Startup Aims to Tear Down the Walls Between Experts and the Data They Need

By Rob SalkowitzPublished 7 years ago 4 min read
Data paints a picture, but humans still need to interpret it and apply it to business problems using their expertise.

Series note: As technologies like artificial intelligence, machine learning, Big Data and mixed reality start to blur the line between science and science fiction, some of the most exciting developments are coming from startup companies operating at the frontiers of innovation. Over the next few weeks, I'll be profiling a few of the companies chipping away at problems big and small, helping to make the future real for consumers and businesses.

In the age of Big Data, the first two of the “four Vs” – volume and velocity – are often considered the biggest technical challenges. And it’s true: data comes at you fast and in force, and you need infrastructure that can handle it. But as we move into the next stage of the Big Data revolution, it’s the second set of Vs – variety and veracity – that are taking center stage. Organizations making decisions based on data need to know they are looking at the best, most comprehensive data sets available, so their analysis rests on the whole truth, not just one narrow view of it.

Think about the kinds of problems that companies are addressing with data today. Media companies want to know who’s watching their content across multiple platforms. Financial services companies are using data to comply with regulations and identify complicated kinds of fraud. Health sciences firms are building data models rich enough to simulate drug interactions at the molecular level.

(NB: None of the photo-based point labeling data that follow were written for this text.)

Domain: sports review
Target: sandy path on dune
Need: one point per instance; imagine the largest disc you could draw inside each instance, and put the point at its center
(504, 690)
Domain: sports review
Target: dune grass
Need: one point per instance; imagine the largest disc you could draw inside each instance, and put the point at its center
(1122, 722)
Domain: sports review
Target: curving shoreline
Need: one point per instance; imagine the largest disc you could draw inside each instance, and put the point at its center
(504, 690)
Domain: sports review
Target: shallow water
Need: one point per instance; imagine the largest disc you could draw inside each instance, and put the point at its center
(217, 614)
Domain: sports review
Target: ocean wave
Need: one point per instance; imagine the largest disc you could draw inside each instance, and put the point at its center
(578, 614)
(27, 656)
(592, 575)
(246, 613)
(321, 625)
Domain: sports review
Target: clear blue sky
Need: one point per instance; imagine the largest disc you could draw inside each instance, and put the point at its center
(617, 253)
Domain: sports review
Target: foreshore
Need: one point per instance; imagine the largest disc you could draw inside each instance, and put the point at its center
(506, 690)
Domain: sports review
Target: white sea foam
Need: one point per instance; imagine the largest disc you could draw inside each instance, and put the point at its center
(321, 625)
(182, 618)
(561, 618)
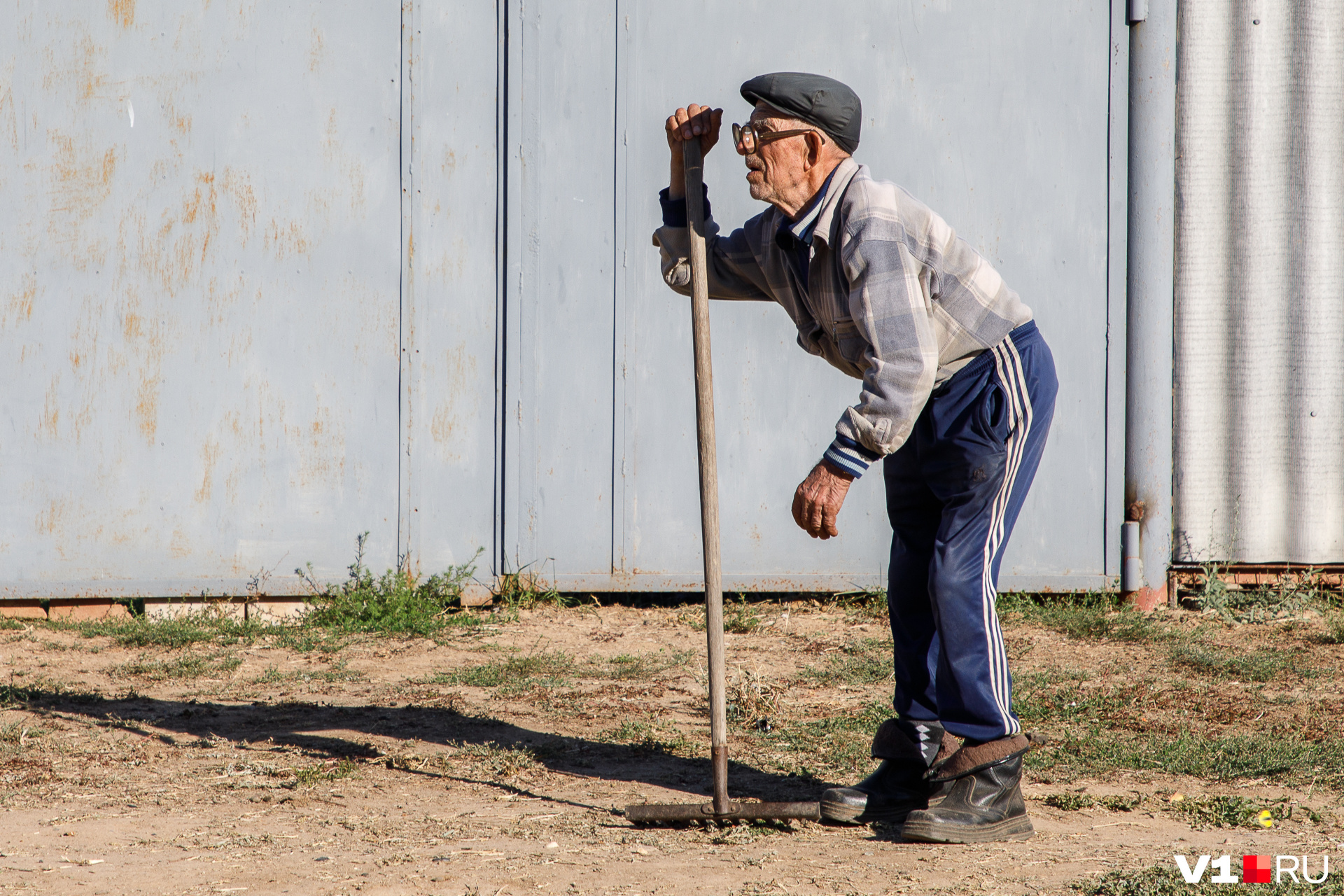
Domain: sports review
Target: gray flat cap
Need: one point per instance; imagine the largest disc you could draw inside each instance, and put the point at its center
(816, 99)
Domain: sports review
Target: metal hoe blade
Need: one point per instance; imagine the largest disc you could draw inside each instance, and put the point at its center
(721, 808)
(737, 812)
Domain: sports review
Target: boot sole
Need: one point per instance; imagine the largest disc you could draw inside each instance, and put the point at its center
(930, 832)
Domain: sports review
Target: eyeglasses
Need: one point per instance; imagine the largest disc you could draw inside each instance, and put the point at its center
(748, 139)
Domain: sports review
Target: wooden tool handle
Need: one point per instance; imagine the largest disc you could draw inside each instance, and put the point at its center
(694, 162)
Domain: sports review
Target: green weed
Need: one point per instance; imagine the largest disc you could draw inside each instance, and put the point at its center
(336, 673)
(867, 662)
(517, 675)
(647, 736)
(526, 590)
(1091, 615)
(502, 762)
(1226, 812)
(179, 631)
(188, 665)
(331, 770)
(1070, 802)
(396, 603)
(1285, 760)
(643, 666)
(1257, 665)
(1287, 598)
(841, 745)
(18, 734)
(1335, 628)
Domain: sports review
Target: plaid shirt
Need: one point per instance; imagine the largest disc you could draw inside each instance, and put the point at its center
(892, 298)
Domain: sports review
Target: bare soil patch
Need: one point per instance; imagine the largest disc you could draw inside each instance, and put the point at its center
(496, 758)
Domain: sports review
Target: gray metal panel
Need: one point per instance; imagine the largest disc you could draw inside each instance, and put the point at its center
(1260, 327)
(997, 117)
(559, 311)
(200, 314)
(1148, 425)
(1117, 270)
(451, 347)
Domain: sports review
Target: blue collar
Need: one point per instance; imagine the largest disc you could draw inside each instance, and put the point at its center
(802, 229)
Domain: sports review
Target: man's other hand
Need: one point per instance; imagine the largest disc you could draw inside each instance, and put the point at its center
(816, 503)
(687, 124)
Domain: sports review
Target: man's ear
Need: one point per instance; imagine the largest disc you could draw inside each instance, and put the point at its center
(815, 148)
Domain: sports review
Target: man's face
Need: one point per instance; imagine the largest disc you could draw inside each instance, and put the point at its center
(777, 167)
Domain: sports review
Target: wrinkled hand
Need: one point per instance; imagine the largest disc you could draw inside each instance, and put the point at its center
(687, 124)
(816, 503)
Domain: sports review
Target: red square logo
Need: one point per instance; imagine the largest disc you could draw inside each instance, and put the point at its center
(1254, 869)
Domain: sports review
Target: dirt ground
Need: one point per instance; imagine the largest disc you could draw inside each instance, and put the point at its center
(498, 758)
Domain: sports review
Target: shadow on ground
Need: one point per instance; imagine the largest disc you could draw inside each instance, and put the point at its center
(334, 732)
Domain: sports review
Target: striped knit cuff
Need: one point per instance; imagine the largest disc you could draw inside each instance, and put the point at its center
(850, 456)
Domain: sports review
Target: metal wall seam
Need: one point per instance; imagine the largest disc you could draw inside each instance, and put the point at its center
(519, 187)
(622, 391)
(1117, 237)
(406, 378)
(502, 267)
(1148, 375)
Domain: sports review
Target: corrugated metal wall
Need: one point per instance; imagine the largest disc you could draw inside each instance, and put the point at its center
(386, 266)
(1260, 281)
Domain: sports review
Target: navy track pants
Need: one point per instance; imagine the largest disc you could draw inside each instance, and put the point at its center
(953, 493)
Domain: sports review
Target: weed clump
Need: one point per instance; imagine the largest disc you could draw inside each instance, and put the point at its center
(517, 675)
(1287, 598)
(867, 662)
(1227, 812)
(1091, 615)
(186, 666)
(397, 602)
(1259, 665)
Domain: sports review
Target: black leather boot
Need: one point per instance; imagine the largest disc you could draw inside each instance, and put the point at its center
(899, 785)
(983, 802)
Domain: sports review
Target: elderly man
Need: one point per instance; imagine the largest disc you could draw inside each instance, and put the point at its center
(958, 388)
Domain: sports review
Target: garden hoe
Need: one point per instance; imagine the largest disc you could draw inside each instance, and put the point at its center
(721, 808)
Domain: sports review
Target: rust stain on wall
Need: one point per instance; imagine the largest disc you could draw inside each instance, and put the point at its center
(316, 51)
(7, 104)
(80, 69)
(19, 307)
(209, 457)
(323, 457)
(349, 166)
(51, 519)
(445, 426)
(238, 187)
(81, 181)
(179, 248)
(122, 13)
(50, 422)
(288, 238)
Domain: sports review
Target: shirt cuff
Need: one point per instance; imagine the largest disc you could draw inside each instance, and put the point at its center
(673, 210)
(850, 456)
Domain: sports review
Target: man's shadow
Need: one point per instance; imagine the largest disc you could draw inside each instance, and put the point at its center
(304, 726)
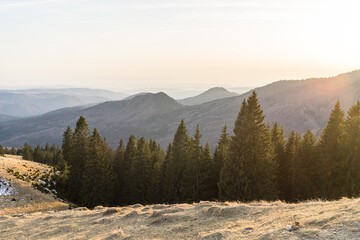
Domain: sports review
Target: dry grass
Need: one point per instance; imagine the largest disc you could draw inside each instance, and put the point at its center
(26, 199)
(205, 220)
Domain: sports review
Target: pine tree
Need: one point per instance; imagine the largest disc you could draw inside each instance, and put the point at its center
(330, 154)
(220, 154)
(68, 145)
(351, 146)
(13, 151)
(156, 185)
(166, 185)
(97, 178)
(2, 151)
(308, 181)
(27, 152)
(177, 162)
(140, 172)
(190, 181)
(281, 164)
(80, 151)
(38, 154)
(290, 183)
(118, 170)
(249, 172)
(127, 177)
(207, 187)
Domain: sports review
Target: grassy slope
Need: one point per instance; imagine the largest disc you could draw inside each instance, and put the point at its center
(27, 198)
(39, 218)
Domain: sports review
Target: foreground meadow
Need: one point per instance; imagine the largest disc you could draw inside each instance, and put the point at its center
(35, 215)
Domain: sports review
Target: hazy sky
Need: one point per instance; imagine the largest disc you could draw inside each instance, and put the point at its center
(127, 44)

In all those cases, the front-line experts depend on IT to connect them with the data they need, in the form they need it. IT, often not the most well-resourced group in an organization, has to balance those requests with its other responsibilities like security, governance and system management. The result is a bottleneck that leaves the business parched of the information it needs to drive forward, while keeping IT on the back foot, constantly scrambling to keep up with growing data needs.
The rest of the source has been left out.